When you start dating someone new you generally worry about things like whether their family will like you or if they’re a good kisser, I can’t say that in my 7 years or so of dating, I’d ever worried about whether they supported equal rights. Some people, I’ve found, have a relationship check list. A few deal breakers, some indulgences and maybe a fetish or too secretly slipped in there. Eye colour, senses of humour, shoe size, career, bank accounts, whips and a 6 month lease. Mine has always included the following: they must be taller than me, a non-smoker, smart, motivated and care about their appearance. If they’re willing to have an open mind in the bedroom that won’t hurt their chances either. After this recent encounter I’m going to have to consider expanding my list. Trying to find a way to casually drop ‘So what do you think of Vladmir Putin?’ into a conversation may prove difficult, but necessary. I created my checklist while I was still wearing a school uniform every day, listening to Jesse McCartney and had posters of Adam Brody on my wall, but apparently this is one of those things grown ups need to think about when dating that I still haven’t adjusted to.

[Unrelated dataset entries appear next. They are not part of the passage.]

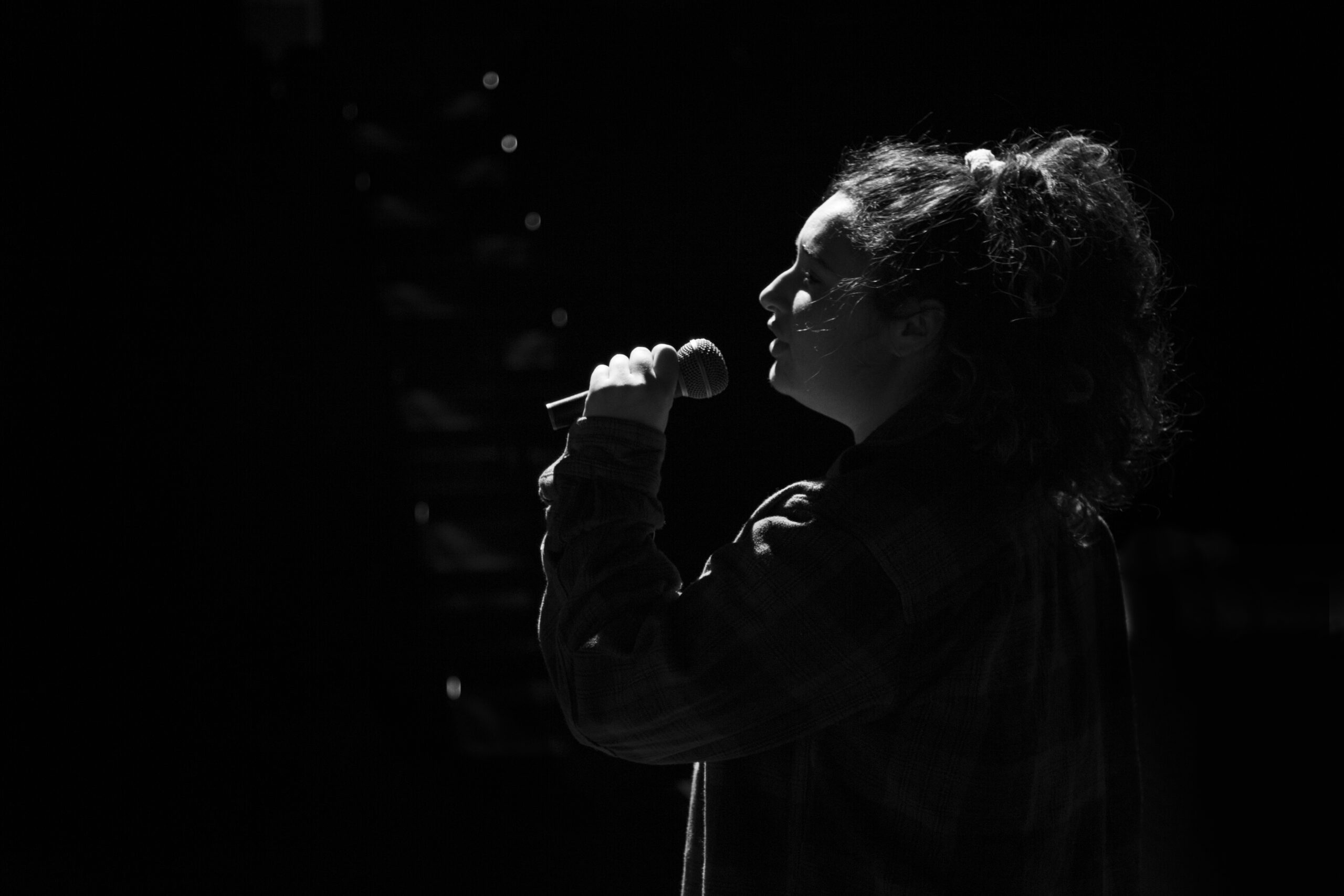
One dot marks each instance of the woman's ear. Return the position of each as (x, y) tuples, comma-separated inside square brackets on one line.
[(917, 328)]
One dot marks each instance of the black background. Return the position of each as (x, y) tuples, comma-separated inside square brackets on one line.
[(239, 673)]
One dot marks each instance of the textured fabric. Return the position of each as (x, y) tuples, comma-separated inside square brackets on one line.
[(901, 679)]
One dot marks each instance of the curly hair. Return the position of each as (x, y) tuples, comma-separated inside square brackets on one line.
[(1054, 354)]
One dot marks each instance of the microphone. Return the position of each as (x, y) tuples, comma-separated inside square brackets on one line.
[(701, 374)]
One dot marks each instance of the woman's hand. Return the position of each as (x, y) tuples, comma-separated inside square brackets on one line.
[(640, 387)]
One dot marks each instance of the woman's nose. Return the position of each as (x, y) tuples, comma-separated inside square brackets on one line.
[(771, 294)]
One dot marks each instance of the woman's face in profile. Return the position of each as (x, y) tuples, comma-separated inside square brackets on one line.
[(820, 355)]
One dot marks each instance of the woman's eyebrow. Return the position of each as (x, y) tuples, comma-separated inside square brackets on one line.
[(816, 257)]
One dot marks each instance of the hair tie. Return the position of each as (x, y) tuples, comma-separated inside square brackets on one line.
[(978, 159)]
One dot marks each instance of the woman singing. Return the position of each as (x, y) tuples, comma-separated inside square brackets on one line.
[(911, 675)]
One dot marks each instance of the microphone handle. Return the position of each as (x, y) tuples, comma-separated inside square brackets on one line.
[(565, 412)]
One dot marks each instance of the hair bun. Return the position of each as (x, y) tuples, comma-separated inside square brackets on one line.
[(982, 163)]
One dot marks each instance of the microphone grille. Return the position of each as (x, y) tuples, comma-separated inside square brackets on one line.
[(702, 368)]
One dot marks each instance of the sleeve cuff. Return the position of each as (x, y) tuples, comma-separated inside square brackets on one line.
[(615, 450)]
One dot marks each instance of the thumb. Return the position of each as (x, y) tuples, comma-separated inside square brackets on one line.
[(666, 364)]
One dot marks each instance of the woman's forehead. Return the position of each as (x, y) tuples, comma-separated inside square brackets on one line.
[(826, 234)]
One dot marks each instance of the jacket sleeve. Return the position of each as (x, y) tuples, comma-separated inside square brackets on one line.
[(791, 628)]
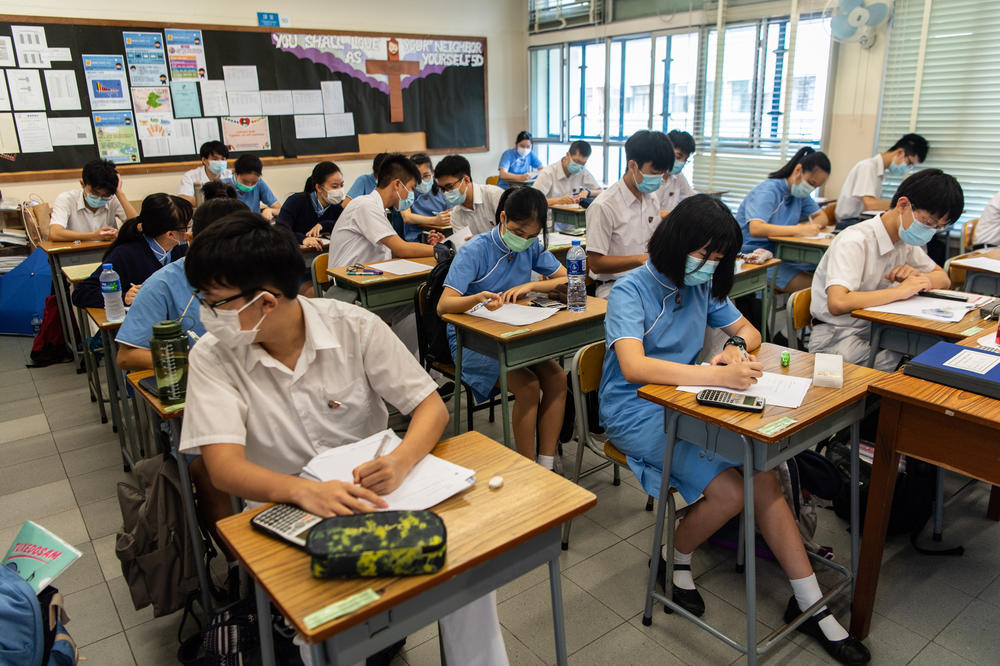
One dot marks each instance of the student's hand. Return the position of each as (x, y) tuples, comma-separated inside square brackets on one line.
[(336, 498)]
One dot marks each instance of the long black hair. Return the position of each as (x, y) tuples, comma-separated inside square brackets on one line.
[(809, 158), (697, 222), (159, 214)]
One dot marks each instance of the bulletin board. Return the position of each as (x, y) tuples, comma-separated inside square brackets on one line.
[(147, 95)]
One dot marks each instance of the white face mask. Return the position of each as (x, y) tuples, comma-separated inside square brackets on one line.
[(225, 325)]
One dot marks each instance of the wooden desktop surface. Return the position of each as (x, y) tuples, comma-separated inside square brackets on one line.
[(819, 402), (481, 524), (358, 281), (596, 309)]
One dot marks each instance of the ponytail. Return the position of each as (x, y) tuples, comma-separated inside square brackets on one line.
[(810, 158)]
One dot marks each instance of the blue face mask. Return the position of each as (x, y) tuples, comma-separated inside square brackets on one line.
[(698, 271)]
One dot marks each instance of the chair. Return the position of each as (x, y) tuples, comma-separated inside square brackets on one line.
[(797, 315), (585, 375)]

Probably the weirdest part of this encounter is how it ended. Rather than storm out in indignation, I stayed. I stayed throughout the argument out of shock, a desire to make my point and because some strange part of me was actually interested in this rare and passionate creature. I wanted to know how he’d come to these conclusions, how he’d ended up on the total opposite side of the spectrum to me even though we’d been brought up in the same time and society. By the end of our argument it was about 4am, I was half an hour from home and was filled with a burning desire to have the last say. So in true Lorelai Gilmore fashion, I crawled into bed next to him, rolled over and stewed in my own stubbornness. I laid there and contemplated how one was supposed to date someone with whom they shared completely opposite views. I feel that those views are a representation of more fundamental aspects of someone’s character. But surely people had made it work before? We hadn’t spoken for about ten minutes when I asked him how much longer he thought the two of us would be hanging out.
“Probably not much longer” was all I got.
But it seems he was just as intrigued and drawn in by my passion for what I believed in as I was by his, because he invited me to dinner a few days later, and I went. I don’t know if people like us could ever have a real, long-term relationship, although I know now that I won’t be having one with him, but I couldn’t resist the opportunity for another deep sea dive into his mind. I got sucked in by my own inability to walk away from a debate. But regardless of how all that turns out, at least I know one good thing came from this experience, my newfound interest in politics is bound to help me understand all the jokes I’ve been missing on The Simpsons all these years.